このプロジェクトで認証・発行されたクレジット量は87.6tCO2で、2024年度に認証されたプロジェクトの中では最大となります。
逆に、2024年度の認証・発行量が最小のプロジェクトがこちらの兵庫運河で実施されたプロジェクトです。クレジット認証量は1.8tCO2となっています。
この地域ではこれまで複数の活動を実施してきました。
- 兵庫運河へのアマモの移植活動
2014年7月に播種を開始し、2015年からは栄養体を移植しました。近年は地元小学校イベント等にて播種しています。 - 「あつ浜」プロジェクト
2020年に港湾構造物の撤去材を再利用して造成された「あつ浜」は、生物生息場の創出に関する実証実験を目的としています。同年11月のオープン以降、「あつ浜」は「兵庫運河の自然を再生するプロジェクト」の活動拠点として、種々の環境保全活動を展開しています。同プロジェクトでは、「あつ浜」と周辺海域において、生きもの調査、藻場のモニタリング、小学校の環境学習による啓発活動、ゴミ回収等の清掃活動、アマモの種子の播種などの活動を通して、干潟及びその周辺の生物多様性の向上を図っています。 - 「きらきらビーチ」プロジェクト
2015年「きらきらビーチ」造成後、アマモ場づくりを目指して、2019年まで、5年間にわたり舞子漁港内に自生するアマモを採取して栽培体移植をしてきました。2017年からは、花穂(種子)の形成が確認されるようになりました。それ以後は、種子の自然拡散、また、小学生や清掃活動時の播種イベントにより、生育範囲が徐々に広がりつつあり、多様な生きものの生息も確認されるようになっています(コウイカ産卵、シリヤケイカ産卵、メバル、カタクチイワシなど)。

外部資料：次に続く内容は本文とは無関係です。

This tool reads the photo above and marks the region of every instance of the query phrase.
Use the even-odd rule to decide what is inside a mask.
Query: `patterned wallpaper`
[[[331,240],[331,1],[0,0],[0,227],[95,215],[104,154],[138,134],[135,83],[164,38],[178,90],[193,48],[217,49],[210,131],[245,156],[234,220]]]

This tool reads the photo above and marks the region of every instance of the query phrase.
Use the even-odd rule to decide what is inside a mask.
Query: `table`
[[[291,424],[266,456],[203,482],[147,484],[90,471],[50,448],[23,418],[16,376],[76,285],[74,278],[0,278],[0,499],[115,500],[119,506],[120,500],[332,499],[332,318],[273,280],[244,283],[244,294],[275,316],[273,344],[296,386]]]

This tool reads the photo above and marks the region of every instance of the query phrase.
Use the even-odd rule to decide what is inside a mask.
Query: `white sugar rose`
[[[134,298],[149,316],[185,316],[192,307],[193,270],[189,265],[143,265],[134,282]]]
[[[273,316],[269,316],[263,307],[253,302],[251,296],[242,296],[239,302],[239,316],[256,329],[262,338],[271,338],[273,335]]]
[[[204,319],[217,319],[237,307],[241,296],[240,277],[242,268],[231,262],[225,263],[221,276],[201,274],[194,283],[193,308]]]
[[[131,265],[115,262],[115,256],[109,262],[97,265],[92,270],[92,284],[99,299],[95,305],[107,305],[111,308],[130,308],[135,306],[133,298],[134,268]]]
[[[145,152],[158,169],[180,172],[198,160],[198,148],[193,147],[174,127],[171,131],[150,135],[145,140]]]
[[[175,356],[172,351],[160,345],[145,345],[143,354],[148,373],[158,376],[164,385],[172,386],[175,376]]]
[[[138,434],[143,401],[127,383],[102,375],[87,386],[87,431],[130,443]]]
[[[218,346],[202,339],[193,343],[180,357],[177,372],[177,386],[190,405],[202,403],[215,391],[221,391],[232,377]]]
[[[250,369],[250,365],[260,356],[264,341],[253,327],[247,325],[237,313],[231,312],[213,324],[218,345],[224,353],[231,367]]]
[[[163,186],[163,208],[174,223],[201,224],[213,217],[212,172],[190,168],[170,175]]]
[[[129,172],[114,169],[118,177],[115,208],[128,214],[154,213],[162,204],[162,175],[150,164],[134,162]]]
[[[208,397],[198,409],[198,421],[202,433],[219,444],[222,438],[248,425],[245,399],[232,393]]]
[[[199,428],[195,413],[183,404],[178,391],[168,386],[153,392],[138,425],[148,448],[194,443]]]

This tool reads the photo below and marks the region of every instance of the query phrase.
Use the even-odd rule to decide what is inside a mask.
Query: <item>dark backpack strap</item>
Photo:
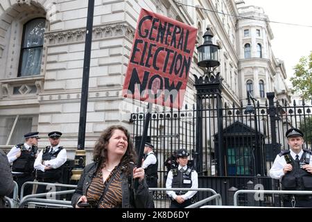
[[[104,196],[106,194],[106,192],[108,190],[108,187],[110,187],[110,184],[114,180],[114,178],[116,176],[116,173],[118,171],[118,169],[116,169],[116,171],[114,172],[114,174],[112,176],[112,177],[110,179],[110,181],[108,181],[107,184],[105,186],[105,188],[104,189],[104,191],[102,193],[102,195],[101,195],[100,198],[98,199],[98,202],[96,204],[96,208],[98,208],[98,205],[100,205],[101,202],[102,201],[103,198],[104,198]]]

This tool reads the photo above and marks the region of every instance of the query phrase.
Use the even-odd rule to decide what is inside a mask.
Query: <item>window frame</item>
[[[249,47],[246,47],[247,45],[248,45]],[[249,51],[246,50],[248,48],[249,48]],[[248,55],[247,53],[249,53],[249,56],[246,56],[246,55]],[[249,43],[246,43],[244,45],[244,58],[251,58],[251,45]]]
[[[248,89],[248,87],[249,87],[249,89]],[[246,81],[246,92],[247,92],[247,94],[248,94],[248,92],[250,92],[252,96],[254,95],[254,82],[251,79],[248,79]]]
[[[262,58],[262,46],[260,43],[257,44],[257,57]]]
[[[259,81],[259,93],[260,93],[260,97],[264,98],[265,92],[264,92],[264,81],[263,80],[260,80]]]
[[[27,76],[37,76],[37,75],[30,75],[30,76],[22,76],[21,75],[21,65],[22,65],[22,62],[23,62],[23,51],[24,49],[37,49],[37,48],[42,48],[42,51],[43,52],[43,46],[44,46],[44,41],[42,41],[42,45],[40,46],[33,46],[33,47],[25,47],[24,48],[24,44],[25,43],[25,35],[26,35],[26,25],[29,23],[31,23],[32,21],[33,20],[36,20],[36,19],[44,19],[45,20],[45,24],[44,24],[44,28],[46,28],[46,19],[45,17],[35,17],[33,18],[32,19],[30,19],[28,21],[27,21],[24,25],[23,25],[23,34],[21,35],[21,49],[19,51],[19,69],[17,71],[17,77],[18,78],[22,78],[22,77],[27,77]],[[46,31],[46,30],[44,30],[44,32]],[[41,69],[41,65],[42,62],[40,62],[40,69]],[[39,73],[39,75],[40,74],[40,73]]]

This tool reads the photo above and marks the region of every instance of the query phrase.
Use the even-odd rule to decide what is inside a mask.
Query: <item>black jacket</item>
[[[87,165],[80,176],[75,192],[71,198],[71,205],[76,207],[78,200],[82,196],[86,196],[87,189],[92,181],[93,176],[96,171],[98,162],[93,162]],[[131,189],[127,177],[121,173],[121,189],[123,195],[123,208],[145,208],[149,202],[148,187],[145,180],[139,183],[137,190]],[[132,193],[133,192],[133,193]],[[133,198],[132,198],[133,197]]]
[[[14,189],[13,178],[8,157],[0,149],[0,208],[4,207],[4,196],[10,195]]]

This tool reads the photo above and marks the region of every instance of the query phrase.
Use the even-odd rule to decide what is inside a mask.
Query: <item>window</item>
[[[46,19],[35,19],[24,26],[18,76],[39,75]]]
[[[257,57],[262,58],[262,49],[260,44],[257,44]]]
[[[37,123],[36,123],[37,122]],[[0,145],[15,145],[23,142],[24,135],[37,128],[37,117],[17,115],[0,117]]]
[[[247,94],[248,94],[248,92],[250,92],[250,94],[252,96],[254,95],[254,85],[253,85],[252,81],[251,80],[247,80],[246,89],[247,89]]]
[[[250,44],[249,43],[245,44],[244,46],[245,58],[251,57]]]
[[[260,89],[260,97],[264,98],[264,82],[263,82],[263,80],[259,81],[259,88]]]

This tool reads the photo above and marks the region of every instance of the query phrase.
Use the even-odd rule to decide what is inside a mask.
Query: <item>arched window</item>
[[[249,43],[245,44],[244,52],[245,52],[245,58],[248,58],[251,57],[250,44]]]
[[[253,85],[252,81],[251,80],[247,80],[246,89],[247,89],[247,94],[248,94],[248,92],[250,92],[250,94],[252,96],[254,95],[254,85]]]
[[[257,44],[257,57],[262,58],[262,49],[260,44]]]
[[[264,98],[264,82],[263,82],[263,80],[259,81],[259,88],[260,89],[260,97]]]
[[[46,19],[38,18],[24,26],[18,76],[39,75]]]

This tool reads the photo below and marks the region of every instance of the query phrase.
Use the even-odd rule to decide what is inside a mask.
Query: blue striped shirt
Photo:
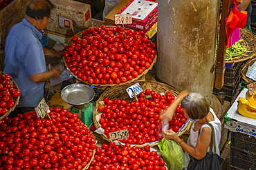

2つの干潟と周辺水域における藻場、干潟の保全や活用に関わるこれまでの活動は、「兵庫運河の自然を再生するプロジェクト」により実施されてきました。これらの活動を今後維持・拡大するためには、資質材の調達、維持費(燃料代含む)、監視体制の設立が必要であり、本プロジェクトでJブルークレジットの認証を受けることになりました。
企業がJブルークレジットを購入する理由
Jブルークレジットの購入者は主として大手上場企業です。これまでに、住友商事、東京ガス、セブンイレブン・ジャパンなどがJブルークレジットを購入しています。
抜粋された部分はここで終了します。